October 15, 2020

Following "Prime Days," Massachusetts Lawmakers Question Amazon About High Rate of Serious Injuries among Warehouse Workers

New report indicates that Amazon has misled lawmakers and the public on it's worker injury record and safety practices Report Found "Prime Days" are "the year's most dangerous week for injuries at Amazon fulfillment centers"

Text of Letter (PDF) 

Washington, DC -- United States Senators Elizabeth Warren (D-Mass.) and Edward J. Markey (D-Mass.) and Congressman Joseph P. Kennedy (D-MA-04) expressed concern that, as evidence mounts of unsafe working conditions for Amazon warehouse workers, the company continues to respond by rolling out PR campaigns and misrepresenting workers' injury risk to Congress and the public rather than implementing meaningful changes that protect workers.
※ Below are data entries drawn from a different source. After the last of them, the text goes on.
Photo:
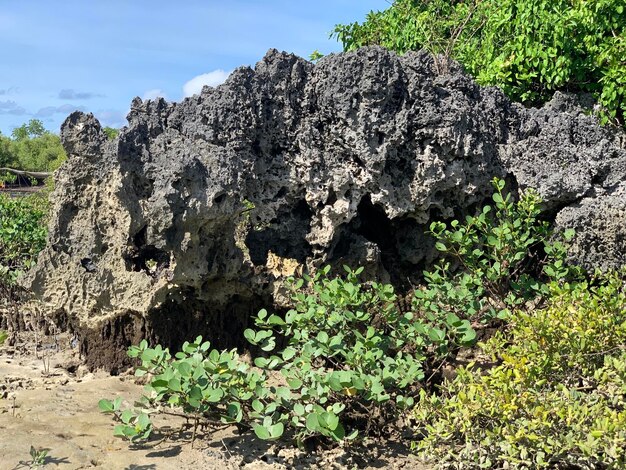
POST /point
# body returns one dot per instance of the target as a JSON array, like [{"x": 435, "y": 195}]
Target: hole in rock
[{"x": 285, "y": 238}]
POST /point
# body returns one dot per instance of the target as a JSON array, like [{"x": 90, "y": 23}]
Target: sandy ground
[{"x": 49, "y": 401}]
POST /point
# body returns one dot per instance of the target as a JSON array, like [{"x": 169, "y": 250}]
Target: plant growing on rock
[
  {"x": 529, "y": 48},
  {"x": 352, "y": 362},
  {"x": 557, "y": 399},
  {"x": 504, "y": 256}
]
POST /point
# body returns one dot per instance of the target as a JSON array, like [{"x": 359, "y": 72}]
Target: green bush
[
  {"x": 22, "y": 234},
  {"x": 352, "y": 362},
  {"x": 529, "y": 48},
  {"x": 557, "y": 397},
  {"x": 31, "y": 147},
  {"x": 497, "y": 260}
]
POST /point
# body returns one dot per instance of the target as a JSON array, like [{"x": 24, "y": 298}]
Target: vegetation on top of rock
[{"x": 529, "y": 48}]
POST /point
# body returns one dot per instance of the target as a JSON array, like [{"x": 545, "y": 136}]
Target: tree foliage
[
  {"x": 529, "y": 48},
  {"x": 31, "y": 147}
]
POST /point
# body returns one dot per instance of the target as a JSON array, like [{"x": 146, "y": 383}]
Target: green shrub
[
  {"x": 557, "y": 397},
  {"x": 31, "y": 147},
  {"x": 529, "y": 48},
  {"x": 352, "y": 362},
  {"x": 502, "y": 257},
  {"x": 22, "y": 234}
]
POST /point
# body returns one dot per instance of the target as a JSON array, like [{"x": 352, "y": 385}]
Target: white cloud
[
  {"x": 111, "y": 117},
  {"x": 154, "y": 94},
  {"x": 49, "y": 111},
  {"x": 194, "y": 86}
]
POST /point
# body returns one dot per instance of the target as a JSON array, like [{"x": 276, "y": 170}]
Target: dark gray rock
[{"x": 191, "y": 219}]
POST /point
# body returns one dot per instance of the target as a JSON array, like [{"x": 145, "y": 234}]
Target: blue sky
[{"x": 97, "y": 55}]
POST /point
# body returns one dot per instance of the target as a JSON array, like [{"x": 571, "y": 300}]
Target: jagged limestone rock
[{"x": 192, "y": 218}]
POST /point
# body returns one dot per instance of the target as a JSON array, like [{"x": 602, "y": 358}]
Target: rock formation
[{"x": 190, "y": 220}]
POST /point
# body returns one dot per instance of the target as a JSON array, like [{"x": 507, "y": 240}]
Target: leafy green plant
[
  {"x": 352, "y": 362},
  {"x": 495, "y": 261},
  {"x": 557, "y": 399},
  {"x": 38, "y": 457},
  {"x": 22, "y": 235},
  {"x": 529, "y": 48}
]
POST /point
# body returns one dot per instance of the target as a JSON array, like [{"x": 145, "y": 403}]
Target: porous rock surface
[{"x": 191, "y": 219}]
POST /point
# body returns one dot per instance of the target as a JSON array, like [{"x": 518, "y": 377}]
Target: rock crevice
[{"x": 192, "y": 218}]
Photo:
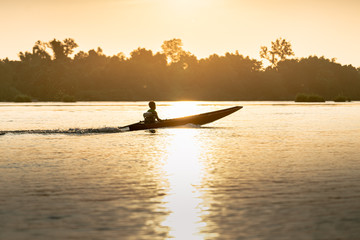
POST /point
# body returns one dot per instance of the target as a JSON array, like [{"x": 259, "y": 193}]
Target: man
[{"x": 151, "y": 115}]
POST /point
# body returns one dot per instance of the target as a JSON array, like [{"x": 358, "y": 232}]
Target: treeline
[{"x": 52, "y": 72}]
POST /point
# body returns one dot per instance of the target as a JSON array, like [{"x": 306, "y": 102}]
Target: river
[{"x": 273, "y": 170}]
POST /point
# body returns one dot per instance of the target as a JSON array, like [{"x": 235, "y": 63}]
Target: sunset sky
[{"x": 314, "y": 27}]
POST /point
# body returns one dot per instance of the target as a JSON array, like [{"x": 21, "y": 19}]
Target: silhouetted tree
[{"x": 280, "y": 49}]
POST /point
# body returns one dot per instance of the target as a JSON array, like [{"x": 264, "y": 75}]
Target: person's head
[{"x": 152, "y": 105}]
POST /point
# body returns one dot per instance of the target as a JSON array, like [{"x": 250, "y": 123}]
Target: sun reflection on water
[{"x": 184, "y": 173}]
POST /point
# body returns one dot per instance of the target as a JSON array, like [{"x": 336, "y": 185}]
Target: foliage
[
  {"x": 50, "y": 72},
  {"x": 280, "y": 49}
]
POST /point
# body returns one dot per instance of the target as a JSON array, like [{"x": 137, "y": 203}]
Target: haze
[{"x": 323, "y": 28}]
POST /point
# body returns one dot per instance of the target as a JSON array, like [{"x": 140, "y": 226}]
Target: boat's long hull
[{"x": 199, "y": 119}]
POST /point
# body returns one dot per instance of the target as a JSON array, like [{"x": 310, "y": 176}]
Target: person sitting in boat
[{"x": 151, "y": 115}]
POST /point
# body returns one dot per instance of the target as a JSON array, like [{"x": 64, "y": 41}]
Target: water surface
[{"x": 273, "y": 170}]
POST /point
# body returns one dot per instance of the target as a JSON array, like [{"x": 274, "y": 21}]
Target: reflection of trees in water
[{"x": 51, "y": 72}]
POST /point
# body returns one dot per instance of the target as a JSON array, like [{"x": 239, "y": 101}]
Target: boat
[{"x": 199, "y": 119}]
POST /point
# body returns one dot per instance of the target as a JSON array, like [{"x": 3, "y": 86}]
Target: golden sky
[{"x": 327, "y": 28}]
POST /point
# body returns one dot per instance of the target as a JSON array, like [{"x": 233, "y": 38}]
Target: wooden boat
[{"x": 199, "y": 119}]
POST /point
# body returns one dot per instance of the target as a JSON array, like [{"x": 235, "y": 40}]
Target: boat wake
[{"x": 64, "y": 131}]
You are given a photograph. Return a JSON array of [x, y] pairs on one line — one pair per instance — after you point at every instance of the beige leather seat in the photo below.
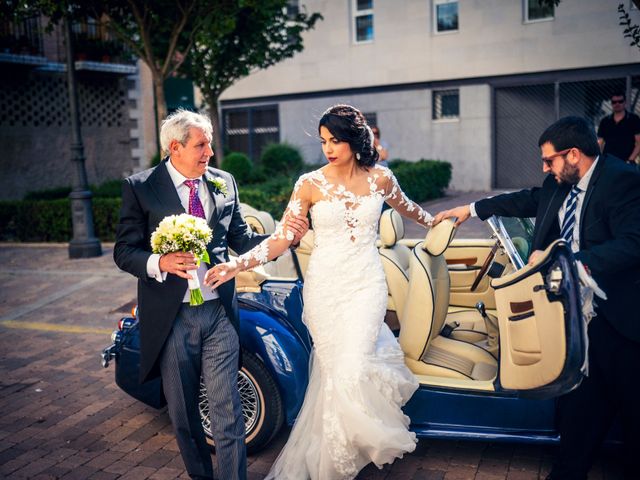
[[469, 324], [427, 352], [395, 259]]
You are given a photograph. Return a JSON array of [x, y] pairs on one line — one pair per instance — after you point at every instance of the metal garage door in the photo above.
[[522, 113]]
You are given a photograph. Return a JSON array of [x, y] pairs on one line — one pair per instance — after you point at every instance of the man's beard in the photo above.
[[570, 174]]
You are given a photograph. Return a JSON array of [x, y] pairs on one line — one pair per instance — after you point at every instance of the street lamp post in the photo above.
[[83, 244]]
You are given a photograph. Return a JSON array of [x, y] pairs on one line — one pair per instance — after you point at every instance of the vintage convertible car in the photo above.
[[491, 340]]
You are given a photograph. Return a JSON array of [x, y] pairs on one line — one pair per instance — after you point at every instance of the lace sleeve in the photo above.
[[280, 240], [406, 207]]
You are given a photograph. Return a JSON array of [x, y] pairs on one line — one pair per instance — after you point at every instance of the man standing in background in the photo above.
[[619, 133]]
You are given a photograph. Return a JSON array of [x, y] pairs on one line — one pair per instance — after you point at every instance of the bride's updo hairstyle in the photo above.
[[347, 124]]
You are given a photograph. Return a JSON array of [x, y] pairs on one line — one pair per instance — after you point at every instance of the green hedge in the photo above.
[[239, 165], [50, 219], [422, 180]]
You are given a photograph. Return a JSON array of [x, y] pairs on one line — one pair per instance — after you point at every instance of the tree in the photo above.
[[255, 34]]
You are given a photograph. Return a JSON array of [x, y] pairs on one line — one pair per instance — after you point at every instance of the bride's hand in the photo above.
[[221, 273]]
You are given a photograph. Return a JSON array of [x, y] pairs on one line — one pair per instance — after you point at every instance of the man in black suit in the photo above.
[[178, 341], [601, 221]]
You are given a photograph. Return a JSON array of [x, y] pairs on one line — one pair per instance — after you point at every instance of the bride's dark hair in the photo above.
[[347, 124]]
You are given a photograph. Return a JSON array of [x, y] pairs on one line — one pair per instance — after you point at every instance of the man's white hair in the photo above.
[[177, 125]]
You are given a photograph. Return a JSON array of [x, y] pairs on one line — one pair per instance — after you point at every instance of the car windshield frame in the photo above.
[[506, 229]]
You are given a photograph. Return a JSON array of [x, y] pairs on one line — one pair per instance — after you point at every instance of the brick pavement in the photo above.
[[62, 416]]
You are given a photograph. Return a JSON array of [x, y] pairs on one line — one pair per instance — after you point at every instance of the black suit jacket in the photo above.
[[609, 232], [148, 197]]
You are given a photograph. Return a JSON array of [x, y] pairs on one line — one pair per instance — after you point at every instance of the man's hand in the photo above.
[[178, 263], [297, 225], [221, 273], [462, 213], [535, 256]]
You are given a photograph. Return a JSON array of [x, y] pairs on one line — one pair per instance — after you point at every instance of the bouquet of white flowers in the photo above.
[[184, 233]]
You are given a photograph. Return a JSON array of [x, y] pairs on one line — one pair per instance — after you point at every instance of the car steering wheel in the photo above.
[[485, 266]]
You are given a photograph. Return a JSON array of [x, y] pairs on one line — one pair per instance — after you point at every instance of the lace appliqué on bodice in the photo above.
[[340, 212]]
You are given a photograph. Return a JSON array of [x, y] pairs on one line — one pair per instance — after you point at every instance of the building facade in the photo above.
[[472, 82], [115, 103]]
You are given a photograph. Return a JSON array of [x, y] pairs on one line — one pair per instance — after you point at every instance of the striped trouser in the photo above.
[[203, 340]]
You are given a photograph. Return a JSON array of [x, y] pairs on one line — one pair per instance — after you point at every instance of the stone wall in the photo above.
[[35, 129]]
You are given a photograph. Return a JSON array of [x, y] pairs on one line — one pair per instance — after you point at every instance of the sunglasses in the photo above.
[[548, 161]]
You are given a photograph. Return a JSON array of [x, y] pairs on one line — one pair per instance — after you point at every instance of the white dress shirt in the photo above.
[[153, 263], [582, 185]]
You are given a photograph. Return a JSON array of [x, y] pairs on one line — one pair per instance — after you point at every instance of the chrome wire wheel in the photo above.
[[262, 407], [251, 405]]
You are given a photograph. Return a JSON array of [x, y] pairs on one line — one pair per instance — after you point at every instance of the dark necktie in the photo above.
[[569, 221], [195, 205]]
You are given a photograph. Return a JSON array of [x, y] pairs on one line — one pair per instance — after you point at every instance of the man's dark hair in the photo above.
[[571, 132]]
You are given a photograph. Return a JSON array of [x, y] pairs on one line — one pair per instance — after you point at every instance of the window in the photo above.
[[362, 20], [445, 16], [249, 130], [538, 10], [446, 104]]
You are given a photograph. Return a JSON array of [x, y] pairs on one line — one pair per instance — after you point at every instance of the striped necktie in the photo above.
[[195, 205], [569, 221]]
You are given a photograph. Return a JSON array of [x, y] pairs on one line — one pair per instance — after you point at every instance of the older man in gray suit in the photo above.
[[178, 341]]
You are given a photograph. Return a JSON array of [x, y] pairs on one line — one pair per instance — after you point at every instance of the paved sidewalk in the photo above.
[[62, 416]]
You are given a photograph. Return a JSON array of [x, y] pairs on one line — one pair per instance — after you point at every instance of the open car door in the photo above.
[[542, 333]]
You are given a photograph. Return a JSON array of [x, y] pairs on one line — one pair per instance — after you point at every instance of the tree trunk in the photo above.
[[161, 103], [212, 102]]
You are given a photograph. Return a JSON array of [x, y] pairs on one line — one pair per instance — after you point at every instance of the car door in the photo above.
[[542, 332]]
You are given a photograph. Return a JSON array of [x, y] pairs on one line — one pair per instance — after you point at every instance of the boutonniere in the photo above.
[[219, 185]]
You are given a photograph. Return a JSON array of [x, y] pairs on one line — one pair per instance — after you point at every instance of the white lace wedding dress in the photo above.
[[351, 414]]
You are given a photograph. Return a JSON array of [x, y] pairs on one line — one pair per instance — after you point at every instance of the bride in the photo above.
[[351, 414]]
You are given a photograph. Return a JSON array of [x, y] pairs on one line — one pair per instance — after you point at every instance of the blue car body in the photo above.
[[272, 330]]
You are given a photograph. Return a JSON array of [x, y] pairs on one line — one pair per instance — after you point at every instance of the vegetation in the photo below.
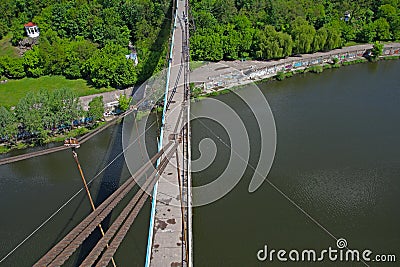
[[377, 51], [86, 39], [266, 29], [124, 102], [47, 116], [96, 108], [13, 90]]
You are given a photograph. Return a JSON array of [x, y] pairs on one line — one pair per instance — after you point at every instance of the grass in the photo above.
[[196, 64], [13, 90], [6, 48], [351, 43], [73, 133]]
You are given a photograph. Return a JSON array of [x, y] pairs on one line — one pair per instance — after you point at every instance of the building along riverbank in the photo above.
[[217, 76]]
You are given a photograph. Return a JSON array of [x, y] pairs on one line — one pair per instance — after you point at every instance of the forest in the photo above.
[[87, 39], [270, 29]]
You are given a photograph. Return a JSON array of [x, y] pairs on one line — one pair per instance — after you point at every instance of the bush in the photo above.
[[12, 67], [316, 69], [280, 76]]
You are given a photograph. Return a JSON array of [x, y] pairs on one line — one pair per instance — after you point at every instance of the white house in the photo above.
[[31, 29]]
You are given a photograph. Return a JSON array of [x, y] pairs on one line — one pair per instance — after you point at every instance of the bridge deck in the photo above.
[[169, 246]]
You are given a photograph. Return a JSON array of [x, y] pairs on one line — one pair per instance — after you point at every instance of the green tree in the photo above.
[[382, 29], [12, 67], [30, 113], [8, 124], [367, 33], [377, 51], [109, 67], [96, 108], [303, 35]]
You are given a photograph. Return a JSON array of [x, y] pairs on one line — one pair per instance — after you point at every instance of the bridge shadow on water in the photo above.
[[109, 182]]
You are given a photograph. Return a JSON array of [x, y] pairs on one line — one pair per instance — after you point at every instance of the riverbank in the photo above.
[[76, 132], [217, 78]]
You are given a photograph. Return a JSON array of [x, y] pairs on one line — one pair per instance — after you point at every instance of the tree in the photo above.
[[367, 33], [377, 51], [382, 29], [109, 67], [30, 113], [8, 124], [12, 67], [303, 36], [96, 108]]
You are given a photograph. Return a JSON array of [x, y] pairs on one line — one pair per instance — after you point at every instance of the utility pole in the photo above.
[[73, 143]]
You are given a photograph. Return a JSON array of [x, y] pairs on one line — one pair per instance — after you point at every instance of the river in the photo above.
[[337, 158]]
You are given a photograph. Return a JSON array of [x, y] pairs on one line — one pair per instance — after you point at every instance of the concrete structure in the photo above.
[[226, 74], [170, 235], [32, 30]]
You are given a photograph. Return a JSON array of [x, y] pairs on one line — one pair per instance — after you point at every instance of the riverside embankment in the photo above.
[[215, 76]]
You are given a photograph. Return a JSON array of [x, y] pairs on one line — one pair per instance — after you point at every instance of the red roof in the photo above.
[[29, 24]]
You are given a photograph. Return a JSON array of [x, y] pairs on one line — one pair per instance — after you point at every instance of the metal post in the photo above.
[[89, 195]]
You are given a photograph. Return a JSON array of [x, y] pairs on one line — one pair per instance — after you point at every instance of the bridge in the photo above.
[[170, 229]]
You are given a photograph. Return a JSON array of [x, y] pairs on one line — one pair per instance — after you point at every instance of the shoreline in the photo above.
[[216, 78]]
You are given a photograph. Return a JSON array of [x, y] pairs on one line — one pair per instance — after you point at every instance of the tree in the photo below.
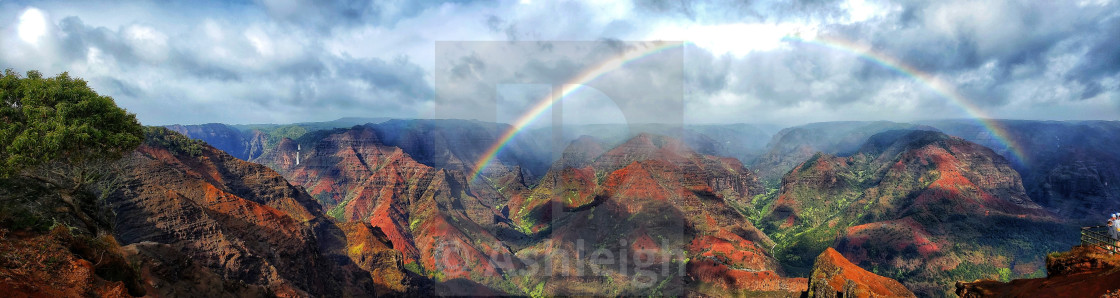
[[59, 131]]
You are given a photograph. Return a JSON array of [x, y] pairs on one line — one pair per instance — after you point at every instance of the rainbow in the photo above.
[[860, 50], [579, 80], [934, 83]]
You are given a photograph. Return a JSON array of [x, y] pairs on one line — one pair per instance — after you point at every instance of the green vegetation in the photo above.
[[59, 119], [174, 141]]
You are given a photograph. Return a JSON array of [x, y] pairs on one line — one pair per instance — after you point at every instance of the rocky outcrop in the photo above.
[[650, 196], [428, 214], [1083, 271], [240, 221], [1069, 167], [793, 146], [833, 276], [223, 137], [922, 205]]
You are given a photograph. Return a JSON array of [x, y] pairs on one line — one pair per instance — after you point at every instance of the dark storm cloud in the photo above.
[[269, 61]]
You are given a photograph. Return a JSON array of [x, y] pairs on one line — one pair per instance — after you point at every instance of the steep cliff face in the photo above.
[[223, 137], [457, 145], [240, 221], [1069, 167], [650, 196], [920, 205], [833, 276], [1083, 271], [792, 146], [428, 214]]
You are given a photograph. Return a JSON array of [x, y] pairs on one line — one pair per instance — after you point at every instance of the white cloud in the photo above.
[[33, 26], [737, 39]]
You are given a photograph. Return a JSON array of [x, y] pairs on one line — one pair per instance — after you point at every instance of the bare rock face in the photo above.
[[428, 214], [913, 204], [833, 276], [1083, 271], [220, 136], [240, 221], [652, 196]]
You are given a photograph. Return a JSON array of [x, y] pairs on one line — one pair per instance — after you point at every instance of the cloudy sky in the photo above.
[[294, 61]]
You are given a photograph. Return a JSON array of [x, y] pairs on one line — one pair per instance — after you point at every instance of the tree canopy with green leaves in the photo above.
[[59, 119]]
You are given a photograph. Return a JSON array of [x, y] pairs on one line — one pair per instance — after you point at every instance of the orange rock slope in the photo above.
[[235, 220], [1083, 271]]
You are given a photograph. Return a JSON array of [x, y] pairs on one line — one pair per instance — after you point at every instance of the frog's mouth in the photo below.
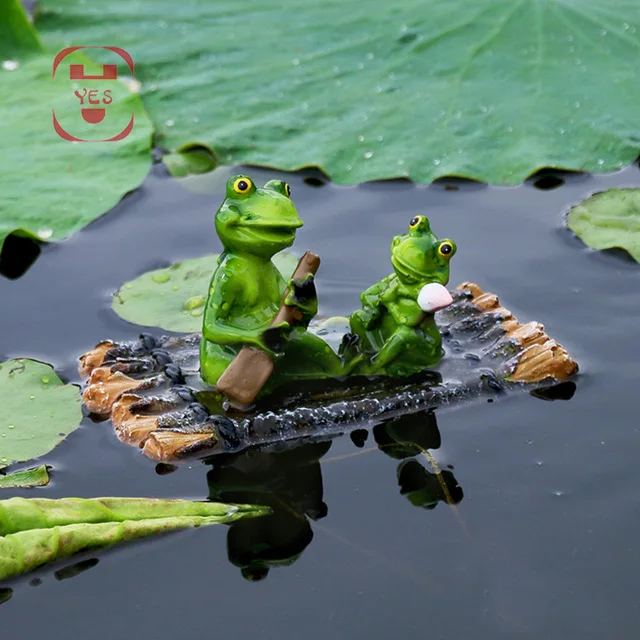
[[275, 233], [409, 273]]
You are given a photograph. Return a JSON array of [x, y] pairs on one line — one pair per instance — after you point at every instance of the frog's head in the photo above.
[[258, 221], [418, 257]]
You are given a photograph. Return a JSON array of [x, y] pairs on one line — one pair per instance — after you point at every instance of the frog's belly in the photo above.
[[255, 319], [422, 344]]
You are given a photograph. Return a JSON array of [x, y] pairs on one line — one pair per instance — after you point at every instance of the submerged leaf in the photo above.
[[609, 220], [174, 298], [51, 186], [191, 160], [38, 531], [17, 35], [38, 477], [37, 410], [366, 90]]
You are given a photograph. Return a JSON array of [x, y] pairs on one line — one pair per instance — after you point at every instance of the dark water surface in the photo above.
[[544, 543]]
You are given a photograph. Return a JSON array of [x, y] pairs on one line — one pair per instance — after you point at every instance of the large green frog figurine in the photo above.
[[396, 331], [246, 289]]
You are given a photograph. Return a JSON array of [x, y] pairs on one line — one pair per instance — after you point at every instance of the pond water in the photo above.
[[541, 538]]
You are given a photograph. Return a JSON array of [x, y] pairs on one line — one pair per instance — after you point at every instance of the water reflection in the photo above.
[[409, 436], [290, 482]]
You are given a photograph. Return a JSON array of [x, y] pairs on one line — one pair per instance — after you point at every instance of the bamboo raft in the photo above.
[[154, 397]]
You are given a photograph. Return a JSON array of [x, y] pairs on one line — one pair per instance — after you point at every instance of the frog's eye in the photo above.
[[414, 222], [445, 249], [242, 185]]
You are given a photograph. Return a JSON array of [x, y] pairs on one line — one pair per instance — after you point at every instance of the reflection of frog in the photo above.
[[395, 335], [405, 437], [246, 289], [290, 482]]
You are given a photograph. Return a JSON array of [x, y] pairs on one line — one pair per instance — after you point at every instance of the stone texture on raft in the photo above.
[[151, 389]]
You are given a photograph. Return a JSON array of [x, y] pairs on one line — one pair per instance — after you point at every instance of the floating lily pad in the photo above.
[[609, 220], [489, 90], [174, 298], [37, 531], [38, 477], [52, 187], [37, 410]]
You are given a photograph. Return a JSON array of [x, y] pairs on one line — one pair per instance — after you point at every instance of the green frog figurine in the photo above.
[[246, 289], [396, 330]]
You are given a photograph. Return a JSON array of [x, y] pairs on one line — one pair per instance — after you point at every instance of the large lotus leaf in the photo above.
[[174, 298], [490, 90], [52, 187], [609, 220], [37, 410]]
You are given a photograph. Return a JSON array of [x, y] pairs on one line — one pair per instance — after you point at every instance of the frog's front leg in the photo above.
[[303, 296], [395, 346]]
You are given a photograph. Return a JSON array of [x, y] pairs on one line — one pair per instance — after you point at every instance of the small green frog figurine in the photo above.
[[396, 331], [246, 289]]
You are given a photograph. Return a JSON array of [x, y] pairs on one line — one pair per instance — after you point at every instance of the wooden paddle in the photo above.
[[249, 371]]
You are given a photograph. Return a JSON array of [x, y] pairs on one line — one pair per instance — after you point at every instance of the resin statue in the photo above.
[[247, 290], [153, 388], [396, 330]]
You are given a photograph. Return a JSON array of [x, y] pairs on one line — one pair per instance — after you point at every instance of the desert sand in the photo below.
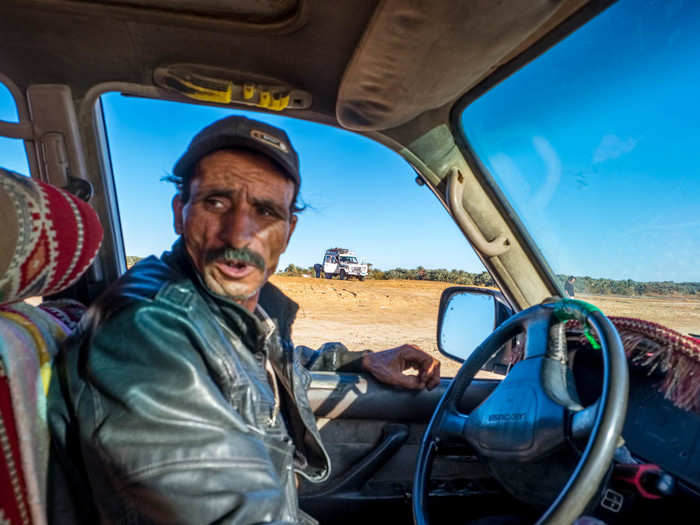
[[382, 314]]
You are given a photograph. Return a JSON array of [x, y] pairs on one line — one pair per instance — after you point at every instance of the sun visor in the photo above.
[[419, 55]]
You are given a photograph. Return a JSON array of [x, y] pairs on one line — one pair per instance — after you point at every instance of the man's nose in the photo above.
[[238, 226]]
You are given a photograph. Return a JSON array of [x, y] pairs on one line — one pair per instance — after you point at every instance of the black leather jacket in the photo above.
[[162, 409]]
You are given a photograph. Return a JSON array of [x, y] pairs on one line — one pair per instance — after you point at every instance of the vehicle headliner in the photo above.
[[389, 69], [369, 72]]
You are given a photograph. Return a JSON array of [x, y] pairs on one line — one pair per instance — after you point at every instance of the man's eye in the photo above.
[[214, 203], [266, 211]]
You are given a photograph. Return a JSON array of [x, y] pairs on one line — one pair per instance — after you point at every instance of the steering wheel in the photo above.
[[534, 410]]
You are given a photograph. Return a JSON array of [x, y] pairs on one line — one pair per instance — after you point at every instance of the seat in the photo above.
[[48, 240]]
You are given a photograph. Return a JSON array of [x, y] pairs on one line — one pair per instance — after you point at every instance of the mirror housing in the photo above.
[[467, 315]]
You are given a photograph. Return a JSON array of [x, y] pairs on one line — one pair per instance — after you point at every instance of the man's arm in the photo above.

The lawmakers questioned whether Amazon made any changes to reduce the speed at which workers were forced to work for Amazon Prime Days on October 13-14, which a new report finds are, "the year's most dangerous week for injuries at Amazon fulfillment centers."

In late 2019, the lawmakers sent a letter to Amazon expressing concern about a Reveal News report that found the serious injury rate at Amazon facilities was more than double the industry average; and that the rate at the Fall River, MA facility was nearly three times the industry average. Amazon's response to the lawmakers dissembled about and dismissed these findings. But newly released information from Reveal News shows that Amazon's response to that letter contained what appeared to be misleading statements about Amazon's worker injury record and safety practices, and suggests that Amazon is not seriously addressing high injury rates at the Fall River and other fulfillment centers. 

The report from Reveal News and The Center for Investigative Reporting (CIR) obtained and analyzed internal Amazon injury data and found, "a mounting injury crisis at Amazon warehouses, one that is especially acute at robotic facilities and during Prime week and the holiday peak - and one that Amazon has gone to great lengths to conceal."

The lawmakers expressed concern that Amazon has seemingly refused to consider reducing the speed at which Amazon workers must work or face disciplinary action - known as "rate" or "target performance expectations."

"In response to multiple questions we asked your company about how worker safety is considered in developing or revising performance target expectations, you discussed training workers to keep up and assessing incidents once they happen, but provided no indication that you had assessed whether the rate expectations themselves are putting workers at risk," the lawmakers wrote. "In fact, based on what you've shared with our offices, target performance expectations appear to have no basis in individual worker safety."

The lawmakers also raised concerns that, contrary to what Amazon told their offices, records indicate that Amazon aggressively avoids reporting injuries to federal authorities; that Amazon does not implement its safety pilot programs during Prime Days; and that Amazon has made multiple public statements that the use of robotics in warehouses is safe, despite evidence that robotics appears to be associated with a higher injury rate for workers.  

"Every person who works at Amazon deserves to be safe, and no worker's safety should be treated as expendable or secondary to bolstering the company's bottom line," the lawmakers concluded. "Your misleading responses and public misrepresentations about Amazon's safety record raise concerns about your commitment to the safety of Amazon workers, and to creating a workplace that prioritizes and values worker safety.

The lawmakers asked a series of questions, including whether Amazon reduced the speed at which warehouse workers were forced to work during Prime Days this year, and why Amazon has not evaluated the safety consequences of its target performance targets. The lawmakers requested answers to their questions no later than October 28, 2020.